Jasmine Cheung

Rugby union career
- Position(s): Prop

Senior career
- Years: Team / Apps / (Points)
- Valley RFC /  / (0)

International career
- Years: Team / Apps / (Points)
- 2015–2020: Hong Kong / ? / (0)

= Jasmine Cheung =

Hong Kong rugby union player

Jasmine Cheung Shuk-han is a former Hong Kong rugby union player. She competed for Hong Kong when they made their first Rugby World Cup appearance at the 2017 tournament .

== Rugby career ==
Cheung was named in Hong Kong's squad that toured Spain in a two-test match series in Madrid in 2015. She made her international debut against Spain in December 2015.

In 2016, she featured for her club, HKRU Scorpions, against a touring Princeton A team at King's Park in Hong Kong; Her team scored ten tries to win 58–17. She was named in Hong Kong's training squad in preparation for their Rugby World Cup qualifiers matches against Fiji and Japan in 2016. She also featured in two training games against Kazakhstan as part of their preparation.

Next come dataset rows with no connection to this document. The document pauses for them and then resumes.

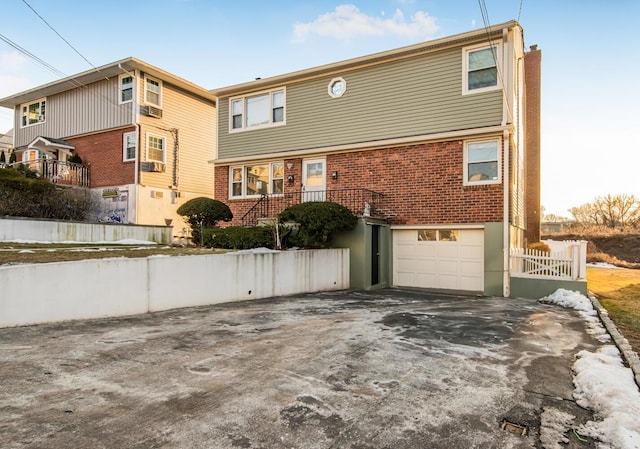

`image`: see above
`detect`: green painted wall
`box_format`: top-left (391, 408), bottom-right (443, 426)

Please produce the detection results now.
top-left (332, 218), bottom-right (391, 290)
top-left (511, 277), bottom-right (587, 299)
top-left (218, 47), bottom-right (503, 159)
top-left (484, 223), bottom-right (504, 296)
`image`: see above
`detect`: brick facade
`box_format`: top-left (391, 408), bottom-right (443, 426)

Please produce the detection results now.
top-left (524, 45), bottom-right (542, 243)
top-left (67, 127), bottom-right (140, 187)
top-left (215, 140), bottom-right (503, 225)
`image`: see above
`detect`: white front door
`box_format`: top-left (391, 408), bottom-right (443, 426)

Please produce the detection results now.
top-left (302, 159), bottom-right (327, 202)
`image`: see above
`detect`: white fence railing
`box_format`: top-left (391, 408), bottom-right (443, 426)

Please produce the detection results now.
top-left (511, 240), bottom-right (587, 280)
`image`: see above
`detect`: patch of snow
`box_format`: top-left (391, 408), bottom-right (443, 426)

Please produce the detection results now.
top-left (230, 247), bottom-right (280, 255)
top-left (587, 262), bottom-right (620, 268)
top-left (540, 288), bottom-right (608, 342)
top-left (0, 239), bottom-right (157, 245)
top-left (573, 345), bottom-right (640, 449)
top-left (540, 289), bottom-right (640, 449)
top-left (540, 407), bottom-right (576, 449)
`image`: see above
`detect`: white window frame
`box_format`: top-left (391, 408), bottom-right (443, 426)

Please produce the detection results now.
top-left (20, 97), bottom-right (47, 128)
top-left (462, 137), bottom-right (502, 186)
top-left (122, 131), bottom-right (138, 162)
top-left (228, 161), bottom-right (285, 200)
top-left (229, 87), bottom-right (287, 133)
top-left (327, 76), bottom-right (347, 98)
top-left (118, 73), bottom-right (136, 104)
top-left (145, 133), bottom-right (167, 164)
top-left (462, 41), bottom-right (502, 95)
top-left (144, 75), bottom-right (163, 108)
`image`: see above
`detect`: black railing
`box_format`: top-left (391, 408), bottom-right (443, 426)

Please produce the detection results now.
top-left (242, 189), bottom-right (382, 226)
top-left (6, 158), bottom-right (90, 187)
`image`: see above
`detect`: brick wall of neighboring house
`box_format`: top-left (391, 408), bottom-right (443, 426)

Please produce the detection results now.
top-left (215, 140), bottom-right (503, 225)
top-left (65, 127), bottom-right (140, 187)
top-left (524, 45), bottom-right (542, 243)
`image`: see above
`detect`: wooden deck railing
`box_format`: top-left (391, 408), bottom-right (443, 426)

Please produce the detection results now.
top-left (511, 241), bottom-right (587, 280)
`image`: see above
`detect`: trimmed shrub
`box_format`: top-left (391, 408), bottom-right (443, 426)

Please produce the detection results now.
top-left (0, 168), bottom-right (95, 221)
top-left (202, 226), bottom-right (275, 249)
top-left (279, 201), bottom-right (358, 248)
top-left (176, 196), bottom-right (233, 245)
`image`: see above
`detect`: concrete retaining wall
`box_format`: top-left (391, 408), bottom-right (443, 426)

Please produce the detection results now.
top-left (0, 249), bottom-right (349, 327)
top-left (0, 217), bottom-right (172, 244)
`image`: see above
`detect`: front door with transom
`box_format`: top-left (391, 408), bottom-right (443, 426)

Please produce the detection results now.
top-left (302, 159), bottom-right (327, 202)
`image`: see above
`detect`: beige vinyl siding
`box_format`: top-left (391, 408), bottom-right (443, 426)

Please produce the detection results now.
top-left (139, 76), bottom-right (216, 196)
top-left (15, 77), bottom-right (135, 147)
top-left (218, 48), bottom-right (503, 158)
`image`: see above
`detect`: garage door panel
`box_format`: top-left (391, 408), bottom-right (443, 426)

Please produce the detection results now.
top-left (393, 244), bottom-right (416, 259)
top-left (415, 260), bottom-right (438, 274)
top-left (416, 242), bottom-right (438, 259)
top-left (418, 273), bottom-right (437, 288)
top-left (460, 246), bottom-right (484, 260)
top-left (438, 242), bottom-right (458, 259)
top-left (393, 229), bottom-right (484, 291)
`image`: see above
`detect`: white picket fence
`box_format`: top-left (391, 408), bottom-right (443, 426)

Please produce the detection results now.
top-left (511, 240), bottom-right (587, 280)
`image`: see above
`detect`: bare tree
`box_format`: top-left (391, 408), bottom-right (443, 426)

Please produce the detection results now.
top-left (569, 194), bottom-right (640, 230)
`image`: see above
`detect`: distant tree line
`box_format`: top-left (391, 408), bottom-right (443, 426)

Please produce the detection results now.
top-left (569, 194), bottom-right (640, 231)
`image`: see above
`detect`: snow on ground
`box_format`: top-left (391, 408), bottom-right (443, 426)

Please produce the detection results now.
top-left (587, 262), bottom-right (620, 268)
top-left (540, 289), bottom-right (640, 449)
top-left (0, 239), bottom-right (157, 245)
top-left (540, 288), bottom-right (611, 343)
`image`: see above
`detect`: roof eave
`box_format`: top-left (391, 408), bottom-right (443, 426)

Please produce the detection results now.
top-left (0, 57), bottom-right (215, 109)
top-left (210, 20), bottom-right (520, 97)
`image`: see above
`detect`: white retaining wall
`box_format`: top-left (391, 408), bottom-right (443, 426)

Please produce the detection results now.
top-left (0, 217), bottom-right (172, 244)
top-left (0, 249), bottom-right (349, 327)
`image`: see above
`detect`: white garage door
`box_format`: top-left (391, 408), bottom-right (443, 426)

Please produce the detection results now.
top-left (393, 229), bottom-right (484, 292)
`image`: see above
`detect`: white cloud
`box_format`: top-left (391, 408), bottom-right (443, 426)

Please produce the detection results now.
top-left (293, 5), bottom-right (438, 42)
top-left (0, 51), bottom-right (27, 70)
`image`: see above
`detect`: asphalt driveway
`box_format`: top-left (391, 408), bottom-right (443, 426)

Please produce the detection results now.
top-left (0, 289), bottom-right (597, 449)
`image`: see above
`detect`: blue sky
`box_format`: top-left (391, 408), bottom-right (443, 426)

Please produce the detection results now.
top-left (0, 0), bottom-right (640, 216)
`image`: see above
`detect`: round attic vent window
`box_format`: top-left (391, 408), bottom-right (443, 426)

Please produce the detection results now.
top-left (329, 77), bottom-right (347, 98)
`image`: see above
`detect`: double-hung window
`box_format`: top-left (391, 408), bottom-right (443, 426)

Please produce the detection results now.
top-left (144, 76), bottom-right (162, 107)
top-left (464, 139), bottom-right (500, 185)
top-left (462, 44), bottom-right (501, 94)
top-left (229, 162), bottom-right (284, 198)
top-left (147, 134), bottom-right (166, 162)
top-left (122, 132), bottom-right (138, 161)
top-left (118, 75), bottom-right (133, 104)
top-left (20, 98), bottom-right (47, 128)
top-left (229, 89), bottom-right (285, 131)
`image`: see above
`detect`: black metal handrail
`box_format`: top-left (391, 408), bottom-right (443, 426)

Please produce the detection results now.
top-left (242, 189), bottom-right (383, 226)
top-left (6, 158), bottom-right (91, 187)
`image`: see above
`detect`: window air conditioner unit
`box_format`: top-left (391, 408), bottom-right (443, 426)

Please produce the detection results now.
top-left (140, 162), bottom-right (165, 173)
top-left (147, 106), bottom-right (162, 118)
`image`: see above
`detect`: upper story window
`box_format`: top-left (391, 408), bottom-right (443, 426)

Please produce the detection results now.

Cheung was selected in Hong Kong's historic squad who made their first Rugby World Cup appearance in 2017.

Cheung was called again into the national team for the 2019 Asia Pacific Championship against Fiji and Samoa. She made her last appearance for Hong Kong in 2020.

== Personal life ==
Cheung is a full-stack software engineer; she completed an intensive 12 weeks of Makers Academy. She attended the University of Exeter.